The Mind’s Ideal

In this Uposatha reflection, Tahn Pamutto discusses how getting a vision of the reason we practice and what we would like to develop can serve as a foundation for the work we actually do in cultivating the eightfold path. He also discusses the list of four known as the iddhipāda, which are factors we can bring to our efforts to improve our chance of success.

Family Group: Developing Paramī

One of the joys of being stably in one spot as well as amidst a community of buddhist practitioners is the ability to have programs suitable for participants of all ages.  In Shelburne we had the first of our planned weekly family gathering today.  The theme was ‘Developing Paramī’.  We had the chance to contemplate what qualities we think are important for our own happiness and how we might practice them so they get stronger.

The whole topic of Paramī, or Perfections, is derived from the story of the bodhisatta’s quest to become a Buddha.  Just setting the intention for something is not enough – we have to consider what is needed for success and do the work.

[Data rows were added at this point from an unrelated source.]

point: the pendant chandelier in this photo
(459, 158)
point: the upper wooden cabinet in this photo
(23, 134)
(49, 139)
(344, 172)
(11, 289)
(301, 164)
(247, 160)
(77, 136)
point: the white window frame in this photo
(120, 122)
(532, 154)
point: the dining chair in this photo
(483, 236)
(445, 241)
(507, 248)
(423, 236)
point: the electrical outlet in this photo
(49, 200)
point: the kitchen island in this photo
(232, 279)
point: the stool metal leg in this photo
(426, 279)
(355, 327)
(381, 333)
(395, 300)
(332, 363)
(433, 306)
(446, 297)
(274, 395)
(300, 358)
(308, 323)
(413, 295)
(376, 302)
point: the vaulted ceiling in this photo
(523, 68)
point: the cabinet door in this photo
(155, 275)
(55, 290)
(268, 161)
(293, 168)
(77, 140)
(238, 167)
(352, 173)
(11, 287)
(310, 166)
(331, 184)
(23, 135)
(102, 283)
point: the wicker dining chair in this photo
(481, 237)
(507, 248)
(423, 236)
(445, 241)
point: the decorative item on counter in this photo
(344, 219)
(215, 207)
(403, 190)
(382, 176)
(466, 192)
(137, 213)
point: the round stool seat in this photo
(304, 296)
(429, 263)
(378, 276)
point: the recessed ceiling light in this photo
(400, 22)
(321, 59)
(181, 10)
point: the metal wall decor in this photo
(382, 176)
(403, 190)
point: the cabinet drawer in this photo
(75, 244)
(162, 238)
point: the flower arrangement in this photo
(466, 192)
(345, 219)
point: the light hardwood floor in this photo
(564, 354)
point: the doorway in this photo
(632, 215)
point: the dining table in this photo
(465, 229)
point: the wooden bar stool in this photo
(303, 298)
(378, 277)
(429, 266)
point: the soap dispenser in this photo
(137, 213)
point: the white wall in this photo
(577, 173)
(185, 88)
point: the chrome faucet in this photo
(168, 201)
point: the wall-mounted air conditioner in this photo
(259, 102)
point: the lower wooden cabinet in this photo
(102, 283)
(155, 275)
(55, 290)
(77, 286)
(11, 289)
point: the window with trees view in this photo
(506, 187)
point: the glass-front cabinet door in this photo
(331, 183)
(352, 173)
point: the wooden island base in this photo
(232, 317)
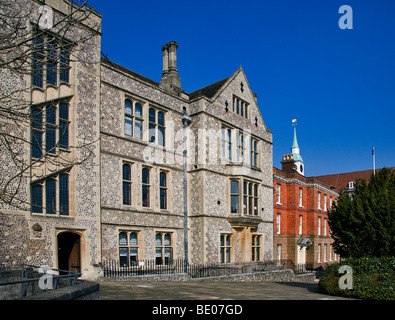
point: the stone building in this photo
(301, 204)
(54, 217)
(106, 150)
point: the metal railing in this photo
(42, 280)
(113, 268)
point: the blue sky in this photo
(339, 84)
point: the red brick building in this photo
(301, 229)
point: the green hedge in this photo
(373, 278)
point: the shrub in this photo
(373, 279)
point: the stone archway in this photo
(69, 251)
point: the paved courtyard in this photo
(203, 290)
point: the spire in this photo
(293, 161)
(295, 146)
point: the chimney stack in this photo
(170, 79)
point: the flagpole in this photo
(374, 161)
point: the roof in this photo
(208, 91)
(128, 71)
(341, 180)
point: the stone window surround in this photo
(60, 63)
(136, 204)
(55, 103)
(241, 180)
(55, 176)
(128, 245)
(146, 105)
(234, 146)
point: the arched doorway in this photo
(69, 251)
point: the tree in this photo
(363, 223)
(37, 41)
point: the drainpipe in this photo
(186, 120)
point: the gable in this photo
(226, 95)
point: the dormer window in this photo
(240, 107)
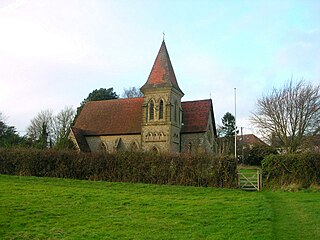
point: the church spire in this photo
(162, 74)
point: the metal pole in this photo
(235, 123)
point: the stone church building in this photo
(158, 122)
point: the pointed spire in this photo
(162, 74)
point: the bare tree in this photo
(289, 114)
(47, 129)
(62, 123)
(40, 130)
(132, 92)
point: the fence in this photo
(250, 179)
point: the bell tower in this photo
(161, 109)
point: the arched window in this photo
(161, 109)
(151, 110)
(189, 147)
(103, 148)
(155, 150)
(134, 146)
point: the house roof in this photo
(111, 117)
(251, 139)
(162, 73)
(123, 116)
(196, 115)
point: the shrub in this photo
(291, 169)
(256, 154)
(142, 167)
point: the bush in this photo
(256, 154)
(282, 171)
(191, 170)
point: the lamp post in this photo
(235, 123)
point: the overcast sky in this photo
(54, 53)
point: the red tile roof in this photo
(110, 117)
(251, 139)
(123, 116)
(196, 115)
(162, 73)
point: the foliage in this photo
(228, 125)
(226, 135)
(51, 208)
(281, 170)
(132, 92)
(139, 167)
(255, 155)
(9, 136)
(97, 95)
(289, 114)
(62, 123)
(49, 130)
(41, 131)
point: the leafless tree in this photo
(40, 126)
(289, 114)
(132, 92)
(62, 123)
(49, 129)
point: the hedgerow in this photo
(135, 167)
(300, 169)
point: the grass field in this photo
(47, 208)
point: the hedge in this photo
(134, 167)
(300, 169)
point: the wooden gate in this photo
(250, 179)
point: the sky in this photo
(54, 53)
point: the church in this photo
(159, 121)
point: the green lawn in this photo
(47, 208)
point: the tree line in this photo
(288, 118)
(49, 130)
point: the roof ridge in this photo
(200, 100)
(117, 99)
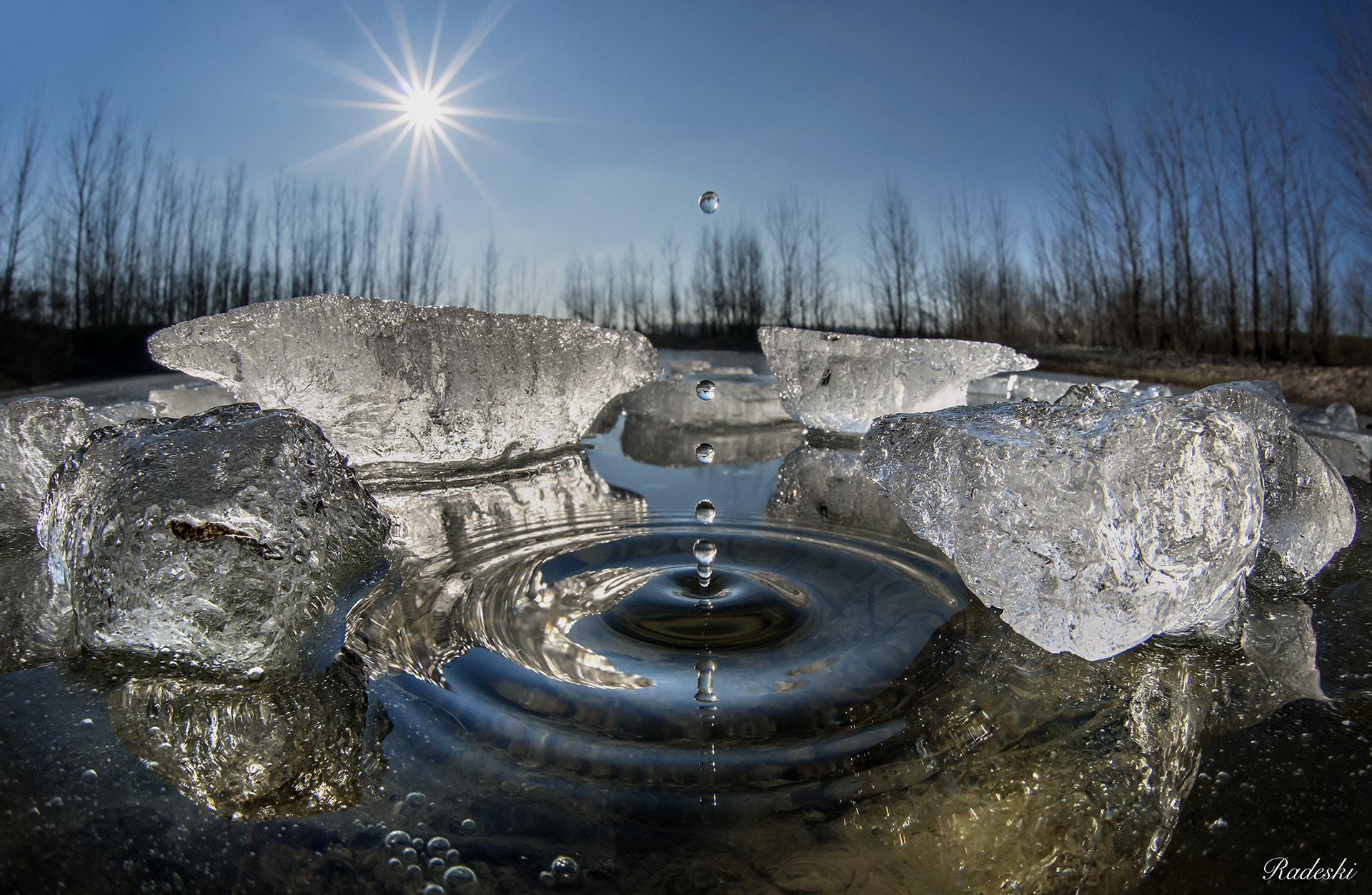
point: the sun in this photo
(423, 101)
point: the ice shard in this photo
(1095, 523)
(212, 540)
(840, 383)
(284, 749)
(1306, 509)
(392, 381)
(36, 435)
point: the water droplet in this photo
(565, 869)
(705, 681)
(462, 875)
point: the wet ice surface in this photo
(978, 764)
(213, 540)
(840, 383)
(394, 383)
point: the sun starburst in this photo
(424, 101)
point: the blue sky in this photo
(657, 101)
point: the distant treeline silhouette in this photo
(1205, 221)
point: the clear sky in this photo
(655, 101)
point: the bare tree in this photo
(785, 225)
(16, 199)
(893, 261)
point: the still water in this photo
(620, 669)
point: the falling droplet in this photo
(705, 681)
(705, 553)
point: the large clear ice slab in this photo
(392, 381)
(1095, 523)
(840, 383)
(36, 435)
(212, 540)
(1306, 509)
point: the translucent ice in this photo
(213, 540)
(292, 747)
(36, 435)
(1095, 523)
(1306, 509)
(392, 381)
(841, 383)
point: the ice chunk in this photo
(841, 383)
(1012, 387)
(1306, 509)
(1095, 523)
(36, 435)
(392, 381)
(214, 540)
(189, 399)
(287, 749)
(34, 620)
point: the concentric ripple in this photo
(602, 656)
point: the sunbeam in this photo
(422, 101)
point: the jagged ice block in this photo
(392, 381)
(212, 540)
(1093, 525)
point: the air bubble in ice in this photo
(462, 875)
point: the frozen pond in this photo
(620, 669)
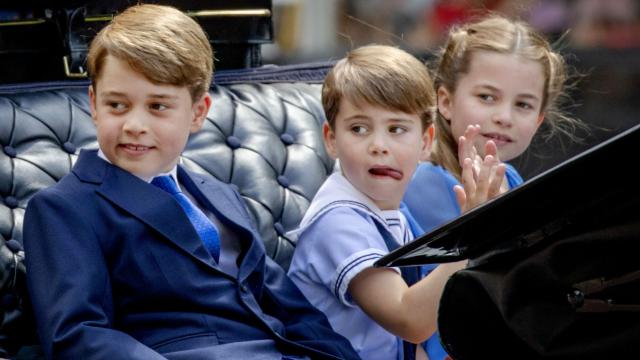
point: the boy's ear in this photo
(92, 103)
(540, 120)
(329, 138)
(200, 111)
(427, 139)
(444, 102)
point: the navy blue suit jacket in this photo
(116, 271)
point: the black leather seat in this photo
(263, 135)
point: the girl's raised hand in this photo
(478, 187)
(466, 149)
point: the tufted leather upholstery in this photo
(262, 135)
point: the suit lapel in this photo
(149, 204)
(221, 200)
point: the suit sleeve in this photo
(304, 324)
(69, 283)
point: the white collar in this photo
(173, 173)
(338, 191)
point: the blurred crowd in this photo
(420, 24)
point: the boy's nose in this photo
(134, 124)
(378, 145)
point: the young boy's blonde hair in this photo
(383, 76)
(160, 42)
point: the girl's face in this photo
(503, 94)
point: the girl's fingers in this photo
(461, 197)
(496, 181)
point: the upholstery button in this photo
(283, 181)
(69, 147)
(9, 302)
(233, 142)
(10, 151)
(14, 245)
(279, 228)
(287, 139)
(11, 202)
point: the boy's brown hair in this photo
(160, 42)
(380, 75)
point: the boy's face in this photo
(378, 149)
(503, 94)
(142, 127)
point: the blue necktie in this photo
(205, 228)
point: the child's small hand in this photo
(466, 149)
(478, 187)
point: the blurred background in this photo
(600, 40)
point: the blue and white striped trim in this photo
(349, 269)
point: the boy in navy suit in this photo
(118, 269)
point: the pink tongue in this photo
(386, 172)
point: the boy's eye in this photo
(116, 105)
(524, 105)
(487, 97)
(159, 107)
(358, 129)
(397, 130)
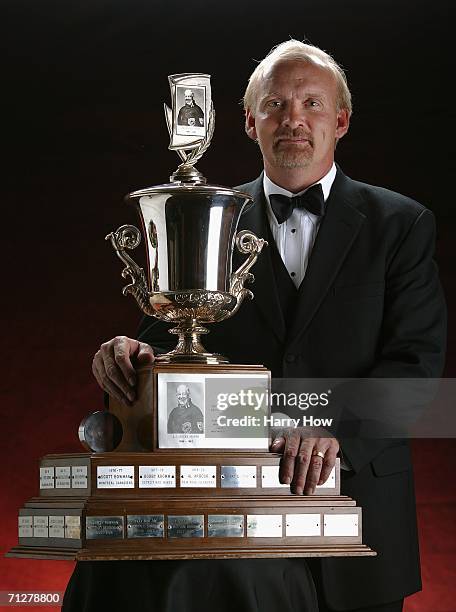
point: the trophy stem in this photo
(189, 347)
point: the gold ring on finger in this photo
(318, 454)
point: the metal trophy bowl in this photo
(189, 229)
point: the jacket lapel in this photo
(337, 232)
(264, 287)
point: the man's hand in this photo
(300, 466)
(113, 369)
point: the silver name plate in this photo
(264, 525)
(237, 476)
(270, 477)
(342, 525)
(104, 527)
(186, 526)
(115, 477)
(25, 526)
(198, 476)
(225, 525)
(79, 479)
(40, 526)
(145, 526)
(303, 525)
(63, 477)
(47, 476)
(57, 526)
(157, 476)
(73, 527)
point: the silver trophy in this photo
(190, 232)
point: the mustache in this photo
(285, 133)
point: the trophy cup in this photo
(167, 478)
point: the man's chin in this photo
(291, 161)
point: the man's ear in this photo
(343, 123)
(250, 125)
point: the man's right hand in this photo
(113, 369)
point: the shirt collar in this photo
(326, 184)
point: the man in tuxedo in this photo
(348, 289)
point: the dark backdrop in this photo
(83, 91)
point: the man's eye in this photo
(273, 103)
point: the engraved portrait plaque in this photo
(340, 525)
(73, 527)
(104, 527)
(157, 476)
(115, 477)
(236, 476)
(47, 477)
(186, 526)
(25, 524)
(264, 525)
(303, 525)
(198, 476)
(79, 477)
(40, 526)
(225, 525)
(63, 477)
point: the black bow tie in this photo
(312, 200)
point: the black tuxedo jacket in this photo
(370, 305)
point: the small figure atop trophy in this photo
(190, 122)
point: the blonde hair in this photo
(297, 50)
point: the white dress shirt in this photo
(296, 236)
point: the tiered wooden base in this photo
(152, 506)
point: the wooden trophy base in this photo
(145, 502)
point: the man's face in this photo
(182, 395)
(296, 121)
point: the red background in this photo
(84, 88)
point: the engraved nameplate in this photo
(331, 482)
(115, 477)
(270, 477)
(186, 526)
(25, 524)
(63, 477)
(145, 526)
(234, 476)
(225, 525)
(57, 526)
(40, 526)
(198, 476)
(264, 525)
(340, 525)
(157, 476)
(73, 527)
(302, 525)
(104, 527)
(79, 477)
(46, 478)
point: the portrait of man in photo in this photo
(185, 417)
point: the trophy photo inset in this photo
(185, 472)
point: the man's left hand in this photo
(301, 466)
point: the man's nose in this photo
(294, 114)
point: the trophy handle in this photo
(128, 237)
(247, 243)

We got to have a little fun acting the scene out too.  Have you ever heard the story?

FAMILY GROUP:  THE STORY OF SUMEDHA

NARRATOR: This is something that happened long, long ago, on a planet that was a lot like earth. On that earth in the country of India there was a great city so large and old that everybody thought the city would last forever, so they called it Amaravāti, the Deathless City.

At the edge of this great city there were some patches of forest. This is where meditators and holy people liked to live. One of these meditators was a man named Sumedha. He lived on his own in a little hut in the woods. Every day Sumedha would sit and meditate in the forest, developing his mental power. He had lots of special abilities like the ability to see and hear things far, far away, and the ability to move things with his mind. He was pretty sure he could do anything he wanted to if he put his mind to it.

One day Sumedha was disturbed from his meditation by a lot of people working on the path down the hill from his hut. He went down the hill to chase them away, but when he got there he was surprised by what he found. The people were smiling and happy, and working very diligently to clean the path. They were sweeping and clearing branches and filling in all the potholes with dirt. Some were even chanting while they worked. Sumedha went up to one of them and asked:

SUMEDHA: “What are you doing? Why is everyone cleaning this old path? And why are you all so happy?”

VILLAGER: “Oh great Holy Man, we are happy because this good news has spread: A Buddha named Dīpankara has arisen in the world! He left a rich family to go off and purify his mind, and has attained full enlightenment. He is kind and wise and holy. He teaches all who want to be taught the Dhamma of how to realize enlightenment for themselves in this very life. And – today he is traveling along this very road with a great big sangha of his monks and nuns. We are very honored to have him bless our neighborhood.”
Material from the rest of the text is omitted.